Además, se identificó una logística de abastecimiento que incluía la compra de mercadería en grandes cantidades (los llamados “fardos”), en algunos casos provenientes de circuitos informales o del exterior. Esa dinámica permitía sostener precios bajos y un volumen de ventas elevado.

El movimiento económico no era menor, ya que se registraron transferencias diarias y operaciones que, en conjunto, reflejaban montos elevados, especialmente durante la temporada de verano.

A su vez, el espacio contaba con una organización interna que incluía tareas de control, seguridad y mantenimiento, lo que da cuenta de un esquema consolidado que funcionó durante años a la vista de todos.

Dudas sobre el repentino cierre 

Imagen: argentina.gov.ar

La feria de la Rambla funcionó durante años en un espacio público con distintos niveles de habilitación o, al menos, de tolerancia estatal. No se trataba de una actividad oculta, sino de un circuito visible y consolidado dentro de la dinámica comercial de la ciudad.

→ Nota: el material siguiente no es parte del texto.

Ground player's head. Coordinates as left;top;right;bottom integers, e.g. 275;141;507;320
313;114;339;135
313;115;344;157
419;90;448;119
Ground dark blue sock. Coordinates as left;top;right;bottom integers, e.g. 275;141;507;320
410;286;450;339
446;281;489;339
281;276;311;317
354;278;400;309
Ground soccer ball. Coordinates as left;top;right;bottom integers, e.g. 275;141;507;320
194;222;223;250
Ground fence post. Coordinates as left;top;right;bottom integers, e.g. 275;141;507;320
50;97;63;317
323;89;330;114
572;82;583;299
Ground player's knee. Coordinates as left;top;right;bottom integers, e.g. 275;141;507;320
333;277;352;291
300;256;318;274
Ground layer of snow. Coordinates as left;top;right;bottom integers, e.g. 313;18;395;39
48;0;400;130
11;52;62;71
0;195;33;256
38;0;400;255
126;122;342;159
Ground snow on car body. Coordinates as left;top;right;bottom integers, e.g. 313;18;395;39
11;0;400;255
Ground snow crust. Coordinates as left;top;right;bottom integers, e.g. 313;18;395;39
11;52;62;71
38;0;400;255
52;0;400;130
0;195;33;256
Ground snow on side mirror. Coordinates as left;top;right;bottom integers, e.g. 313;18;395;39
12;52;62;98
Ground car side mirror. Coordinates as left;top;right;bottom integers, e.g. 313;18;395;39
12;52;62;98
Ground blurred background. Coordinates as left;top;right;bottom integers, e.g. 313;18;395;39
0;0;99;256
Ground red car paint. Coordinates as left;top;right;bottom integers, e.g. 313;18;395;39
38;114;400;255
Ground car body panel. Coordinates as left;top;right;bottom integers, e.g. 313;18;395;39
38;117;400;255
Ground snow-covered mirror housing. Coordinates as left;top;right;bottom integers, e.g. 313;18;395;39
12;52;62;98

Según la investigación judicial, esos permisos se encontraban vencidos, lo que abre interrogantes sobre los controles y las condiciones en las que se sostuvo la actividad durante tanto tiempo sin mayores intervenciones.

El avance de la causa se da, además, en paralelo a un proceso de licitación y reordenamiento de sectores de la costa, lo que terminó acelerando definiciones sobre el futuro de ese espacio en particular.

Se reabre el debate por el uso del espacio público

Imagen: El Economista

El concejal del Frente Renovador, Juan Manuel Cheppi, cuestionó con dureza la decisión de desmantelar la feria y apuntó contra la gestión municipal. “Festejan el desalojo de la feria que ellos mismos habían habilitado”, expresó, en referencia a lo que consideró una contradicción en la política local.

Cheppi planteó además dudas sobre el destino del predio: “Imagino que ahora ese espacio va a volver a ser público… ¿o ya tienen la privatización armada?”, señaló, dejando abierta la discusión sobre el uso futuro del lugar.

El funcionario enmarcó lo ocurrido dentro de una lógica más amplia de gestión que, según su visión, se repite en distintos puntos de la ciudad. “Es un modelo: primero el abandono, después el deterioro y finalmente la privatización”, sostuvo.

En esa línea, también criticó la falta de políticas sostenidas para generar empleo y alternativas formales: “Detrás de esto hay trabajadores que encontraron una forma de subsistir. No se puede analizar sólo desde lo punitivo sin mirar el contexto”.

Además, cuestionó los argumentos del oficialismo respecto a la relación con la Provincia: “La excusa del ‘no diálogo’ les sirve para no gestionar. Para lo importante, no están nunca”, afirmó.

El debate ahora se centra en las responsabilidades judiciales, pero también en qué modelo de ciudad se impulsa y qué lugar tendrán los espacios públicos y las economías populares en ese esquema.